Several studies suggest a link between suicide risk and the type or severity of cancer. A Swedish cohort study conducted from 1965 to 1999 revealed that female patients with cancer had a higher suicide risk compared to male patients and that there was a strong inverse correlation between survival and suicide rate. This suggests that cancer types with a worse prognosis may be associated with higher suicide rates (Björkenstam et al., 2005). Choi et al. 's study conducted in South Korea also indicated that suicide risk among patients with cancer varied according to the anatomical site of the cancer (Choi and Park, 2021). However, it did not find an association between suicide risk in cancer patients and the prognosis of cancer. Anderson et al. reviewed data from the SEER database regarding patients diagnosed with cancer of the digestive system from 2000 to 2014, and the results revealed that patients with pancreatic and esophageal cancer had more than five times the risk of suicide compared to the general population, while those with other digestive system cancers had about twice the risk of suicide compared to the general population (Anderson et al., 2018). This suggests that the specific type of cancer can affect suicide risk, with worse prognosis potentially contributing to the higher risk, possibly due to feelings of depression and hopelessness accompanying the challenging prognosis (Heinrich et al., 2022, Li and Rodin, 2022). A study by Kahn et al. analyzed data from the Mental Health Research Network also reported that patients diagnosed with cancer with a poor prognosis in the past year had a nearly five-fold increased risk of suicide compared to the general population, while cancers with an average five-year survival rate of > 70% did not significantly increase the suicide risk (Kahn et al., 2023). These findings highlight the importance of tailoring support and prevention strategies based on the prognosis of the cancer. Patients with cancers that have a very poor prognosis, such as pancreatic cancer, should receive better care, support, and psychological counseling.

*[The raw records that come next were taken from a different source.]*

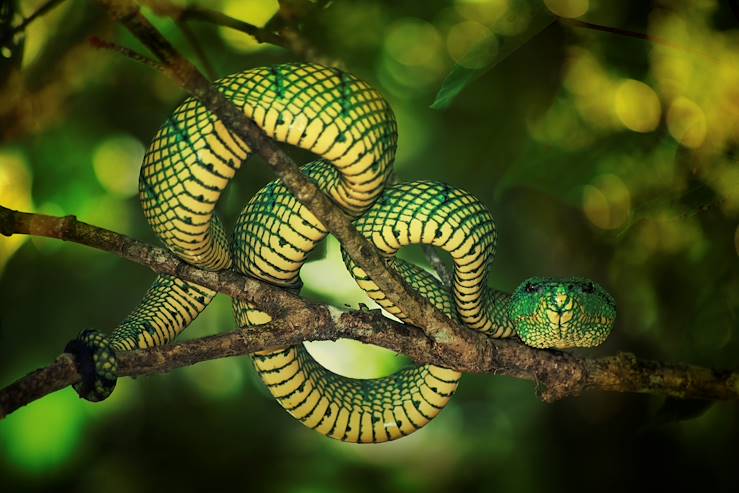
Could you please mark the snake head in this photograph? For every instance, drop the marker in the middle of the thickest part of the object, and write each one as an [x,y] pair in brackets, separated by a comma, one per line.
[562,313]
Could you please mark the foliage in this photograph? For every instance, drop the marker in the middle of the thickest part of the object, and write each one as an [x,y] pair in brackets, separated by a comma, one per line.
[600,155]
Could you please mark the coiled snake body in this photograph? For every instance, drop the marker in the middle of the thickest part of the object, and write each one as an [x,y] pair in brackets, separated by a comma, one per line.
[352,129]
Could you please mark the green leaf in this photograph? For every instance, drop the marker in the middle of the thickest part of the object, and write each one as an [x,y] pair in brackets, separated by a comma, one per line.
[461,76]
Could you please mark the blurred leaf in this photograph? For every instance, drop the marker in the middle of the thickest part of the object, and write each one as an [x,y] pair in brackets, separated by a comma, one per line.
[673,410]
[11,46]
[461,76]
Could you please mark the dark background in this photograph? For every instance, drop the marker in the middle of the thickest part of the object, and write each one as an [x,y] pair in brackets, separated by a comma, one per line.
[600,154]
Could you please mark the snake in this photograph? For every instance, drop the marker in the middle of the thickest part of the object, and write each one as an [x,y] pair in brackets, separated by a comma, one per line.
[351,129]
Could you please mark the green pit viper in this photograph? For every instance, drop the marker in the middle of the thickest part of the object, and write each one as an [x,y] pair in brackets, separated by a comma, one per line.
[352,129]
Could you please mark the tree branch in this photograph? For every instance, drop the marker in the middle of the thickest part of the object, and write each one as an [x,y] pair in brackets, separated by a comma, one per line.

By providing insights into the temporal trends of cancer-related suicides, our study contributes to the existing knowledge on the subject and may inform future interventions and support strategies for patients with cancer at risk of suicide. Our study has several strengths. Firstly, our study is the largest and most comprehensive in characterizing the profile of cancer-related suicide trends over a 40-year period. Studying a diverse population of patients with cancer, rather than focusing on specific complications or single-system malignancies, adds to the generalizability and applicability of the findings. Secondly, this study is the first to describe the 40-year changing pattern of cancer-related suicide rates through joinpoint regression analysis. These joinpoints enable us to accurately capture and describe the changing patterns over time. This approach provides a comprehensive map of the cancer-related suicide rate patterns among patients, and comparing these patterns with the suicide rates in the general US population further enhances the understanding of the unique challenges faced by these patients.